Quando do julgamento do RESP nº 467.883/RJ, sob a relatoria do Ministro Carlos Alberto Menezes Direito (DJ de 01-09-2003), esta colenda Turma decidiu que:

“As concessionárias de serviços rodoviários, nas suas relações com os usuários da estrada, estão subordinadas ao Código de Defesa do Consumidor. Existe, sim, relação de consumo evidente. Entender de modo contrário causa conflito com a própria natureza do serviço de concessão, mediante o qual aquela que se investe como concessionária de serviço público tem a obrigação de responder pelos ilícitos que decorrem da má prestação do serviço. No caso, a concessão é, exatamente, para que seja a concessionária responsável pela manutenção da rodovia, assim, por exemplo, manter a pista sem a presença de animais mortos na estrada, zelando, portanto, para que os usuários trafeguem em tranqüilidade e segurança. Entre o usuário da rodovia e a concessionária, há mesmo uma relação de consumo, com o que é de ser aplicado o art. 101, do Código de Defesa do Consumidor(…)”.

Às concessionárias de serviços públicos são impostos os mesmos critérios de responsabilização do ente público que substituem, nos termos do disposto no artigo 37, § 6°, da Constituição Federal. Sendo assim, não há como se afastar a relação consumerista existente entre a empresa concessionária e os usuários de seus serviços, uma vez que as partes presentes nesse tipo de contrato se submetem aos princípios definidos pelo Código de Defesa do Consumidor.

Destarte, cabe à concessionária zelar pela rodovia em todos os seus aspectos. Ademais, a possibilidade de um animal adentrar à pista se insere no risco da atividade econômica da ré.

Por oportuno, é de se transcrever o ensinamento de SÉRGIO CAVALIERI FILHO (Programa de Responsabilidade Civil. 2.ed. p.172):

“(…) quem tem o bônus deve suportar o ônus. Aquele que participa da Administração Pública, que presta serviços públicos, usufruindo os benefícios dessa atividade, deve suportar os seus riscos, deve responder em igualdade de condição com o Estado em nome de quem atua.”

Por outro lado, é de se ter presente o que estabelece o caput do artigo 14 do Código de Defesa do Consumidor:

“O fornecedor de serviços responde, independentemente da existência de culpa, pela reparação dos danos causados aos consumidores por defeitos relativos à prestação de serviços, bem como por informações insuficientes ou inadequadas sobre sua fruição e riscos.”
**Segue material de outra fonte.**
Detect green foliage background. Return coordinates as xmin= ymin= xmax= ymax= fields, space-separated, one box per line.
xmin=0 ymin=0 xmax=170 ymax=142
Resta, portanto, evidenciado que, em situações que tais, a reparação de danos causados, reger-se pelas normas da legislação consumerista e, consequentemente, implicará em responsabilização objetiva da empresa (independente da prova de dolo ou culpa) pelas eventuais lesões proporcionadas a seus usuários.

Nada impede, a toda evidência, que, em casos como o presente, em relação jurídica autônoma, exerça a ação de regresso contra quem de direito.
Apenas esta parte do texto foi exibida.